46) North Dakota: 18 players, 92.3 WAR
Between 1998 and 2006, the 47th-most populous state had a sudden spike in showing with outfielder Darin Erstad, designated hitter Travis Hafner and pitcher Rick Helling all garnering down-ballot MVP support at one time or another during that span.

47) Wyoming: 16 players, 91.9 WAR
Wyomans are collectively counting on Cheyenne native and Mets outfielder Brandon Nimmo to lift the Cowboy State in these rankings.

48) Maine: 78 players, 79.9 WAR
Utility man Ryan Flaherty, who played 547 games for the Orioles, Braves and Indians between 2012-19, has been the only Maine man in MLB in the last few years.

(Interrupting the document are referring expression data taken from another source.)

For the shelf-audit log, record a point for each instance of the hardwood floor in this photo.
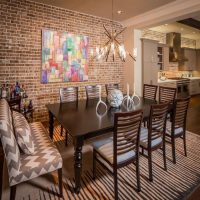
(193, 125)
(193, 117)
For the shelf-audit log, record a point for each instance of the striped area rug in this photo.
(176, 183)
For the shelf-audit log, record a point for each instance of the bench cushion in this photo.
(9, 143)
(23, 133)
(45, 159)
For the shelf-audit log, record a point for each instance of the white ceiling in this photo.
(186, 31)
(103, 8)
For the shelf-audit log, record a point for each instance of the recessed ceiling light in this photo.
(119, 12)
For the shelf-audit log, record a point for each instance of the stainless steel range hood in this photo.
(176, 53)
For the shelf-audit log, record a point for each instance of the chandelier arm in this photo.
(131, 56)
(120, 57)
(108, 53)
(107, 31)
(120, 32)
(117, 41)
(108, 35)
(106, 43)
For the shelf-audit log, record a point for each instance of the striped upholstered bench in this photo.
(28, 160)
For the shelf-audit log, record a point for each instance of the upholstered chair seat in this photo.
(122, 149)
(144, 139)
(177, 130)
(105, 148)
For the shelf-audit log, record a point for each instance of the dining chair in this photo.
(167, 94)
(122, 149)
(153, 137)
(150, 91)
(111, 86)
(92, 91)
(177, 128)
(68, 94)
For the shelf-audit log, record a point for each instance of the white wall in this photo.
(133, 69)
(129, 64)
(138, 63)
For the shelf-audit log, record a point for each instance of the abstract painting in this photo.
(64, 57)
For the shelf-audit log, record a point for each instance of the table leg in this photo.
(1, 169)
(51, 121)
(78, 143)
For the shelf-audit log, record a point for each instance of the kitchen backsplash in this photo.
(184, 74)
(161, 37)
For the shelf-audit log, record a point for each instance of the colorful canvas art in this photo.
(64, 57)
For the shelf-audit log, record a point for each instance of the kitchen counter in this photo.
(170, 80)
(193, 78)
(167, 81)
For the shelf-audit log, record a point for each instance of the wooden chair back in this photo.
(126, 132)
(180, 113)
(92, 91)
(150, 91)
(167, 94)
(111, 86)
(68, 94)
(157, 122)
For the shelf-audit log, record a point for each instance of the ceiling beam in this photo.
(191, 22)
(173, 11)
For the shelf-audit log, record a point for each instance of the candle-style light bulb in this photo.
(99, 91)
(127, 89)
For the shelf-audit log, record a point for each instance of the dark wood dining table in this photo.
(82, 121)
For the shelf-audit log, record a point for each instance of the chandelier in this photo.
(112, 47)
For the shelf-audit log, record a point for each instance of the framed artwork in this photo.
(64, 57)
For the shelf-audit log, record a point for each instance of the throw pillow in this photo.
(23, 133)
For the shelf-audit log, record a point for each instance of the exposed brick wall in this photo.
(21, 22)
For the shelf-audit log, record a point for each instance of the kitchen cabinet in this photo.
(191, 55)
(150, 66)
(163, 56)
(198, 60)
(194, 86)
(171, 84)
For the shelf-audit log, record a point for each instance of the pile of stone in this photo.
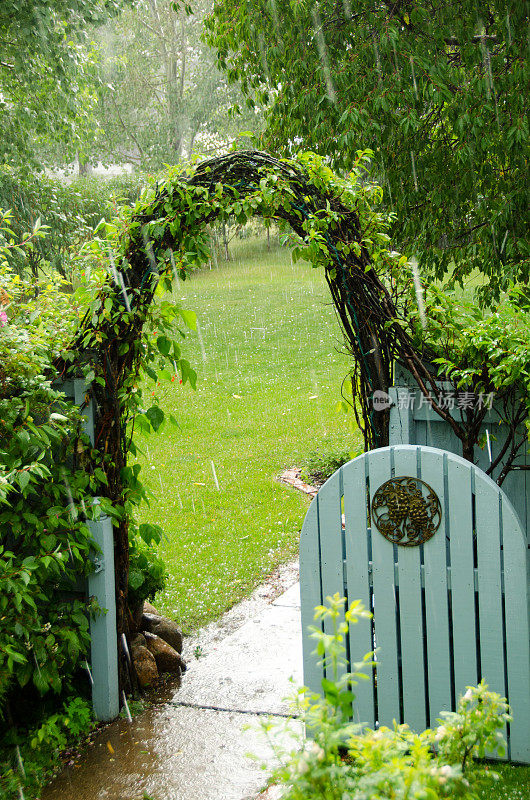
(156, 647)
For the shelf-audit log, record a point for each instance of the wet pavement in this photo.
(193, 743)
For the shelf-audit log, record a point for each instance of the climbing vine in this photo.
(338, 226)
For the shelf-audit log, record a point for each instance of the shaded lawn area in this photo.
(270, 372)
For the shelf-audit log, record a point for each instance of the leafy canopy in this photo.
(46, 71)
(436, 90)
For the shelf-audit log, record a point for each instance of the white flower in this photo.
(318, 751)
(441, 731)
(302, 767)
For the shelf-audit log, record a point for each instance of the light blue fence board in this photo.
(388, 699)
(332, 551)
(410, 614)
(357, 535)
(461, 526)
(101, 586)
(436, 596)
(310, 593)
(517, 649)
(410, 643)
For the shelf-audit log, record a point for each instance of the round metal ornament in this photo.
(406, 511)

49) Utah: 40 players, 77.3 WAR
St. George’s Bruce Hurst, a 1987 AL All-Star and a fifth-place finisher in the Cy Young Award voting in 1988 with the Red Sox, was the Beehive State’s best.

50) Montana: 24 players, 34.7 WAR
The Billings-born Dave McNally was a key member of one of the great pitching staffs of all time (the 1971 Orioles had four 20-game winners) and a key figure in the abolishment of the reserve clause.

Other draft-eligible regions
They aren’t states, but players from Canada, D.C., and these territories are Draft-eligible.

Puerto Rico: 268 players, 1,563.5 WAR
If it were a state, it would rank 16th. Hall of Famers Roberto Clemente, Ivan Rodriguez, Roberto Alomar and Orlando Cepeda all came from this 3,515-square-mile island with a population comparable to Iowa. Francisco Lindor, Carlos Correa and Javier Báez are part of a new crop of Puerto Rican-born stars, and MLB and the MLB Players’ Association have made financial investment in developmental programs on the island.

Canada: 255 players, 892.5 WAR
Earlier this year, Larry Walker (72.7 WAR) became just the second Canadian elected to the Hall of Fame, joining Fergie Jenkins (84.2). Joey Votto (62.0) could one day join them, and 2019 rookies Vladimir Guerrero Jr. and Mike Soroka both have star potential.

District of Columbia: 102 players, 296.1 WAR
Maury Wills, Don Money and Brendan Donnelly are the only All-Stars who were born in the District.

U.S. Virgin Islands: 14 players, 49.7 WAR
Though there is not an All-Star among them, this is nonetheless a surprising number of players from this tiny Caribbean island nation. The best was Horace “Hoss” Clarke, a good-fielding second baseman who spent 10 seasons with the Yankees.

American Samoa: 1 player, 8.0 WAR
First baseman Tony Solaita’s family moved to Hawaii when he was 8 years old, but he holds the distinction of being the only Samoan-born big leaguer, having played for the Royals, Angels, Expos, Yankees and Blue Jays from 1968-79.

Guam: 2 players, 0.2 WAR
Interestingly, the only two Guam-born players to make it to the bigs both played with the Blue Jays -- third baseman John Hattig (who legitimately grew up in Guam) and current pitcher Sean Reid-Foley (who was born there while his father was serving in the Coast Guard).